Leica M7 sur trépied, bague adaptatrice 39 à vis - Leica M.

Les objectifs suivants ont été testés :

  • Jupiter 3 1,5/50 de 1950 (verres Zeiss)
  • Jupiter 3 1,5/50 de 1952
  • Jupiter 3 1,5/50 de 1956
  • Jupiter 3 1,5/50 de 1985 (noir)
  • Leitz Summarit 1,5/50 de 1950
  • Jupiter 8 2/50 de 1959
  • Jupiter 8 2/50 de 1967
  • Jupiter 8 2/50 de 1977 (noir)
  • Leitz Summicron rentrant 2/50 de 1953
  • Industar 26M 2,8/53 de 1963
  • Industar 61 L/D 2,8/55 de 1993
  • Industar 22 3,5/50 de 1950
Les tests suivants ont été réalisés :

  • Test 1 (9 août 2004) : Sujet avec source de lumière de ¾, cette source de lumière était donc gênante pour les objectifs sensibles au flare. Film : Fuji Acros 100.
  • Test 2 (10 août 2004) : Sujet éclairé de face uniformément. Film : Macophot UP 64c.
  • Test 3 (11 août 2004) : Sujet éclairé uniformément, situé à 1 mètre. Les objectifs sont donc réglés sur leur distance de mise au point minimale. Film : Tura P150 (équivalent à l'Agfa APX 100).

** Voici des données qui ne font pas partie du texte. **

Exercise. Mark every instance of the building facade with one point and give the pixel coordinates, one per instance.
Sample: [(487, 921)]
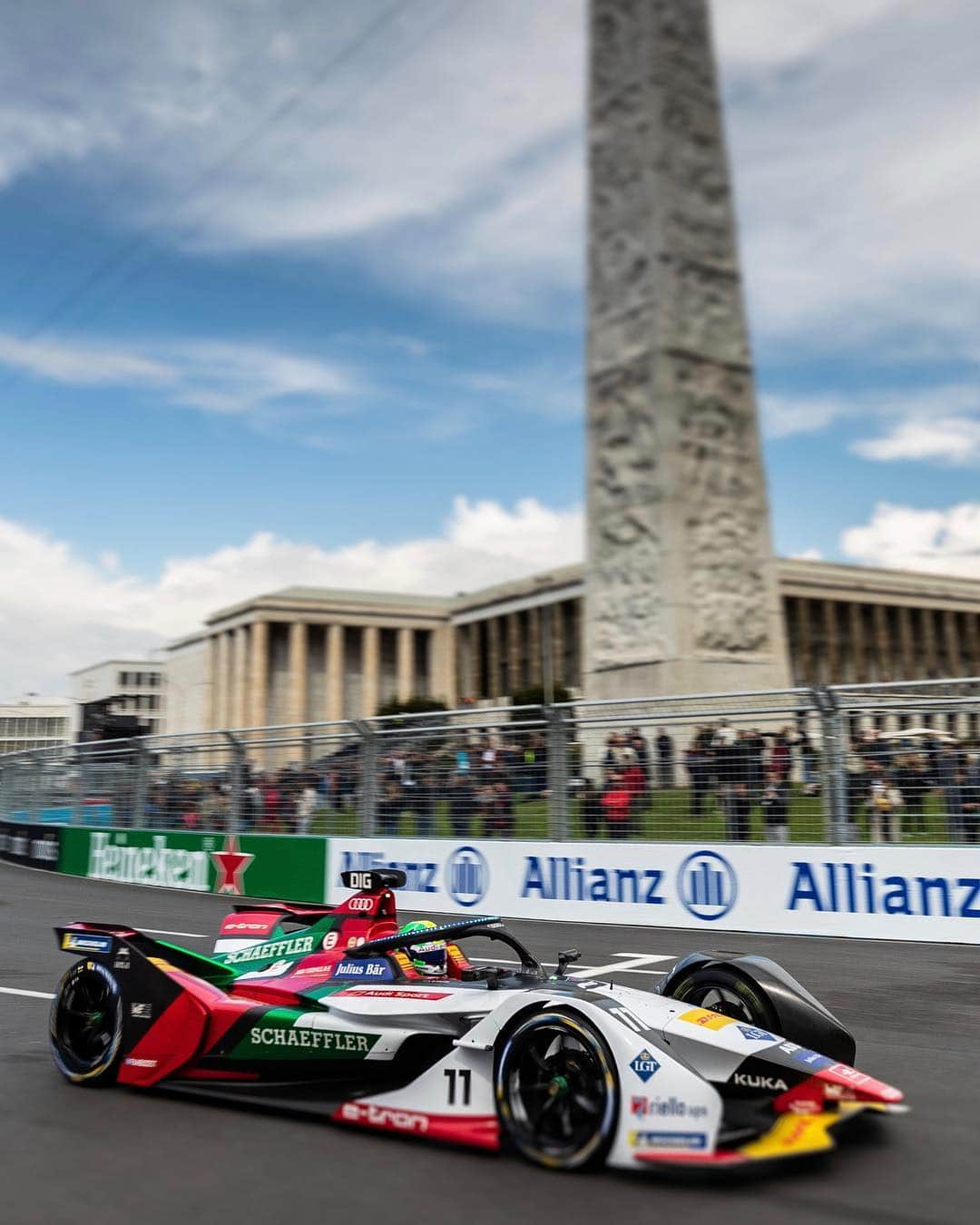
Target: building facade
[(35, 723), (311, 654), (137, 688)]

La notion de vignetage n'a pas été prise en compte car les optiques des années 50 présentent toutes ce défaut à leur ouverture nominale.

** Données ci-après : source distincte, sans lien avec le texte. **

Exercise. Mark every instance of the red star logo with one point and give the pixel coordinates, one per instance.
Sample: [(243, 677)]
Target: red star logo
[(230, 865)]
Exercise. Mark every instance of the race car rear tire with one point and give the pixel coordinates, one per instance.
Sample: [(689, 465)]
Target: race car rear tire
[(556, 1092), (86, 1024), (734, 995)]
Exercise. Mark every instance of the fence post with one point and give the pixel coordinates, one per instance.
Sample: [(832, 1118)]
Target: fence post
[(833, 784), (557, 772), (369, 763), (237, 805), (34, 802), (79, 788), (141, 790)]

Tous les films ont été développés dans du Rodinal 1 + 25.

Jugement sur table lumineuse avec compte-fils. Chaque objectif s'est vu attribué une note sur 6 en fonction des négatifs obtenus pour les deux diaphragmes testés.

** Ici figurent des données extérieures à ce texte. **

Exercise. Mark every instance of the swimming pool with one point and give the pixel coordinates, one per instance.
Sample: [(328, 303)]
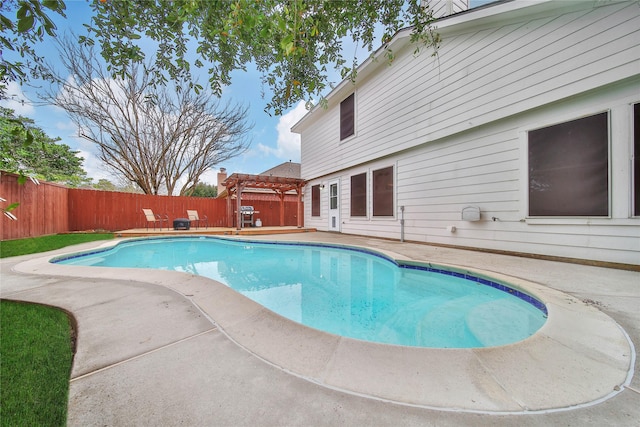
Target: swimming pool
[(345, 291)]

Aucune optique moderne coûteuse n'a participé à ce essai. L'intérêt de ce dernier est aussi lié au fait que le prix des optiques est compris entre 20.- ( !) et 300.-, dont 9 optiques sur 12 ne dépassant pas 100.- !!


Résultats

Test 1

Les prises de vue effectuées pour le 1ertest ont donné les résultats suivants :voir graphique ci-dessous.

50 mm russes



  • Le Jupiter 3 de 1950 brille par ses résultats dès la pleine ouverture. Malgré une sensibilité au flare, piqué et contraste sont au rendez-vous. L'image réalisée à f/2,8 est la meilleure du comparatif. Les verres Zeiss étaient vraiment les meilleurs du monde ! .
  • Le Jupiter 3 de 1952 présente des résultats identiques à pleine ouverture, mais peu d'améliorations à f/2,8. Il est fort probable que les verres russes ne fassent la différence qu'à partir de f/4. Je n'ai utilisé cet objectif qu'à f/5,6 et les résultats se sont révélés excellents.
  • Jupiter 3 de 1956 : Bien que mécaniquement plus rassurant, cet objectif présente rigoureusement les mêmes caractéristiques optiques que le précédent.
  • Somptueuses images piquées et contrastées pour le Jupiter 3 noir de 1985 .
  • Le légendaire Summarit pour clore la série des f/1,5. La pleine ouverture est décevante, avec une forte propension au flare. Manque de contraste et de définition. A f/5,6 l'image est détaillée et fouillée, mais toujours avec un léger déficit de contraste.
  • Le Jupiter 8 de 1959 sera la révélation de ce comparatif. Moins éclatant que le Jupiter 3 de 1950, cette optique donne des négatifs très vivants à f/2 comme à f/4, avec même un léger effet 3D ! Classe ! Mécaniquement neuf.
  • Les années 60 n'ont qu'une piètre réputation pour les optiques russes. Mais il existe quelques bijoux  cachés derrière, il est vrais, une production plutôt décevante. Ce Jupiter 8 de 1967 ne fait malheureusement pas exception à la règle : image molle sur tout le champs à f/2 avec peu d'amélioration à f/4.
  • M'ayant déjà donné de très beaux négatifs, le Jupiter 8 noir de 1977 était attendu au tournant. Il s'avère cependant décevant pour ce premier galop d'essais : images molles et manque de piqué sur les deux négatifs. Encore une victime de la lumière incidente !
  • Le réputé Summicron rentrant donne une belle image détaillée à f/2, mais sensible au flare ; ce qui diminue beaucoup le contraste. Légères et insuffisantes améliorations à f/4 : Image restant molle.
  • Les pires négatifs de ce test n°1 ont été donnés par l'Industar 26M : aucune définition, aucun contraste, et grande sensibilité au flare.
  • Le challenger de tous les tests, à savoir l'Industar 61 L/D , ne présente ici que peu d'intérêt : Image molle à f/2,8 et molle à f/5,6. La lentille au lanthanum ne fait pas son effet !
  • La copie conforme de l'Elmar de Leitz, le nommé Industar 22a donné une image plutôt molle et peu contrastée (flare) à f/3,5, mais excellente à f/8 plaçant du coup ce négatif juste derrière le Jupiter 3 de 1950 à f/2,8 ! De par cette trop grande différence, cet objectif ne récolte « que » 5 points.

    Remarques :

  • Les trois meilleures images ont donc été produites par le Jupiter 3 de 1950 à f/2,8, le Jupiter 3 de 1985 à f/2,8 et par l'Industar 22 à f/8.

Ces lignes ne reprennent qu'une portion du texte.